Las últimas informaciones del International Research Institute for Climate and Society, de la Universidad de Columbia, y del National Oceanic and Atmospheric Administration, de la NASA confirman su clímax entre octubre y diciembre con un 81 por ciento de probabilidad de que sea de muy fuerte intensidad. De este modo, este evento ya compite por el podio con las históricas crisis de 1983, 1998 y 2016, mientras que los científicos advierten que muchas de las ciudades y actividades productivas no están adaptadas a los probables impactos de un evento de esta magnitud.
Por eso ahora es importante saber dónde y cuándo lloverá. Los mapas mensuales de anomalías de precipitación que elabora Meteored a partir del modelo europeo ECMWF empiezan a responder esa pregunta.
Agosto: Lluvias superiores a lo normal en el Litoral y parte del país, de mayor a menor de norte a sur.
Septiembre: Aumento en la frecuencia de lluvias.
Octubre 2026: En el Litoral persisten las anomalías de precipitaciones de más de 50 mm por mes, lo que tendrá impacto en el comportamiento de los ríos de la Cuenca del Plata.
Noviembre: Entre Ríos puede tener entre 20 y 50 mm de precipitaciones por encima de lo normal.
Diciembre: Comenzarán a observarse serias complicaciones para las localidades ribereñas en la cuenca del Plata. Entre Ríos será paete del núcleo más lluvioso. Se complicarán las tareas agrícolas y el tránsito en caminos rurales.
Enero 2027: Siguen las precipitaciones en exceso sobre el Litoral, más en el nortr que el el sur. El turismo debe esperar que los días sean más nublados y con mayor cantidad de días de lluvia.
Conclusiones
Por último, los organismos recuerdan que la historia demuestra que no hizo falta que El Niño sea intenso o súper para inundar el Litoral, y advierten que, en algunas ciudades, la coincidencia de las crecidas con las lluvias colapsan el sistema de drenaje urbano.

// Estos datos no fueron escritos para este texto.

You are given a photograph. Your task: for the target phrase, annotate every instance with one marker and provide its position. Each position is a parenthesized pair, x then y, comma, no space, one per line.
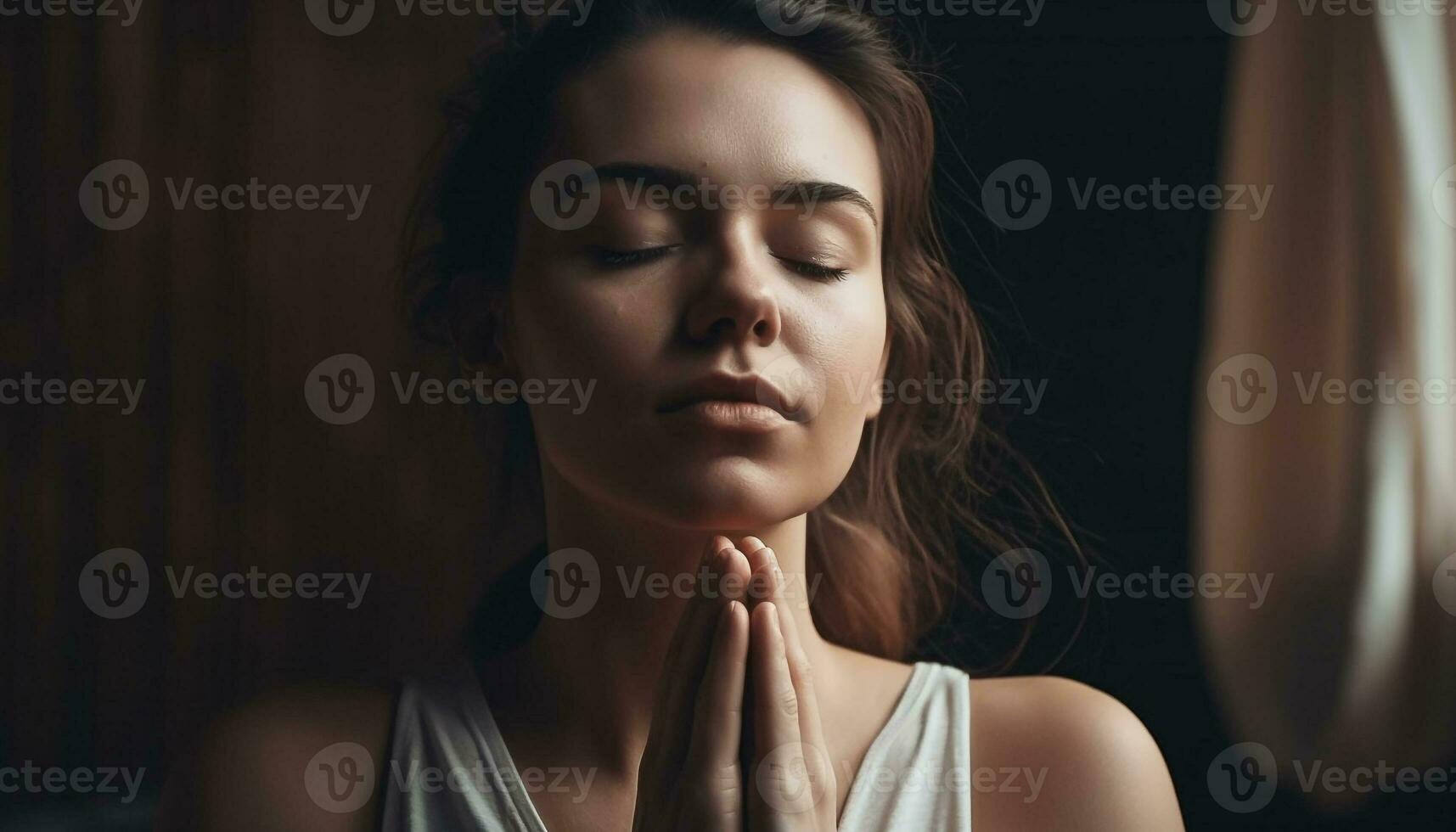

Del mismo modo, coinciden en que, en muchos casos, el impacto no se limitará al agua caída o crecida, sino, también, a rutas cortadas, caminos intransitables, alcantarillas descalzadas, y semanas de parálisis para la agricultura, la ganadería y el turismo regional. Por eso, los organismos alertan sin alarmar, de modo de resaltar que son los gobiernos con protocolos aceitados y las familias con un plan básico los harán la diferencia entre una emergencia y una catástrofe.